DOU, Jan Janszoon (1615-1682) - BROECKHUYSEN, Steven Pieterszoon van - BOLSTRA, Melchior (1704-1779) - COSTER, David ca (1686-1752). 't Hooge Heemraedschap van Rhynland. Amsterdam: Isaak Tirion, circa 1746
Folio (21 x 14 inches). Double-page engraved title-page with original hand-colour in full, 12 superb double-page engraved maps by Dou, revised by Melchoir Bolstra, engraved by David Coster, which join to make one magnificent large wall-map, and one double-page engraved plate by Bolstra of sluice-gates near Katwijk, all with fine original hand-colour in full. Contemporary red roan backed marbled paper boards, paper label on the front cover with the short-title and date 1746 in manuscript (worn).
Third edition, revised by Bolstra and previously published in 1647 and 1687-1688. This detailed series of maps was published by order of the Dike-reeve of Rijnland to document land reclamation in the area. The first 12 maps constitute the revision by Melchoir Bolstra of Dou's map of Rijnland, published in 1647 and 1687. The last map is Bolstra's "Afbeeldinge van Rhynlands waterstaat," or "Consept sluysen". In this, Dutch, context, "Rijnland" generally refers to the area around the Oude Rijn, the lower reaches of a minor branch of the Rhine river in the Netherlands. This river is referred to as "Rijn" (Rhine) in the Netherlands for historical reasons. This small, heavily-canalised and remote branch of the Rhine was, in fact, the river that the Romans used to call the Rhine and the northern limit of the Roman Empire in this area. The term "Rijnland" is itself ancient.

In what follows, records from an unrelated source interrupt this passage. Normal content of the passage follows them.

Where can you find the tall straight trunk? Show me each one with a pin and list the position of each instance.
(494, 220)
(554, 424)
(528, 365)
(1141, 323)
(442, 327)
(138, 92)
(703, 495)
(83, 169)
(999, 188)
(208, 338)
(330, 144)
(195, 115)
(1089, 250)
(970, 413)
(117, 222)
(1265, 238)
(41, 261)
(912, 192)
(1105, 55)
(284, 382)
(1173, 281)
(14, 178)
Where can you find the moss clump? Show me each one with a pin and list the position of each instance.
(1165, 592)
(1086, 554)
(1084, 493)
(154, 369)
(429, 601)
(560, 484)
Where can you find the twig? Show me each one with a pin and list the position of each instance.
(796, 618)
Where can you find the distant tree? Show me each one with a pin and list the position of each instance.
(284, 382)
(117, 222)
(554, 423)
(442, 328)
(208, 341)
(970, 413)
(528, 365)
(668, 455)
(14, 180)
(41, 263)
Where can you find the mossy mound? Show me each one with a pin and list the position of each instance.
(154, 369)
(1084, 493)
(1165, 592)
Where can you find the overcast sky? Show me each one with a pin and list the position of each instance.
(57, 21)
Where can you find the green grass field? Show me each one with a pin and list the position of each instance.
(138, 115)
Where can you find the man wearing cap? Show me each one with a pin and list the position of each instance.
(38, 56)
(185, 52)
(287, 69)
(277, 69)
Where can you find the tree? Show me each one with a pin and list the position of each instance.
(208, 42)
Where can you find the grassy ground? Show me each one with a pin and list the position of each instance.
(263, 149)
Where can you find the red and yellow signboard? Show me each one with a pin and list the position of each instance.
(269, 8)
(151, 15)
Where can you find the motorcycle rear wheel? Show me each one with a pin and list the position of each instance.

Koeman writes: "Obviously South Holland has also had its big names in waterschapskartografie of the 17th century. Among those names dominates that of Jan Jansz. Dou, the surveyor of Rhineland and his colleague Steven Broeckhuysen. Their large map (...) is rightly regarded as the "non plus ultra" of Dutch water board mapping from the 17th century (...) the large scale [1: 30.000]. admitted the full view of the habitation: not just the outposts but all farms and other buildings along the roads. irreplaceable information about the infrastructure of the densely populated area of the Netherlands in the Golden Age" (Koeman, Geschiedenis van de kartografie van Nederland, p.138).
The Hoogheemraadschap van Rijnland is the oldest water board of the Netherlands, having received its first commission to protect the land from flooding back in 1248 from William II of Holland. For several centuries, the daily work of the Hoogheemraadschap van Rijnland was run by one Dike warden and seven hoogheemraden, of which two came from Haarlem and five from Leiden. Their responsibilities were traditionally to oversee the dam at Spaarndam and the dikes along the Zijl and the Does.
The Hoogheemraadschap bought a meeting hall in 1578, that was also the permanent residence of the Dike warden. The facade was renovated twenty years later in 1598 to keep up with the new town hall.This Gemeenlandshuis is the first one used by the Hoogheemraadschap van Rijnland, but to meet with the Amsterdam Water Board and inspect the dikes along the Haarlemmertrekvaart and the sluices at Halfweg, the Gemeenlandshuis Zwanenburg was built by Pieter Post in 1645-1648. (see Waterschappen in Nederland: werken met water, een onberekenbare vriend, Koos Groen, Toon Schmeink, Bosch & Keuning, 1981).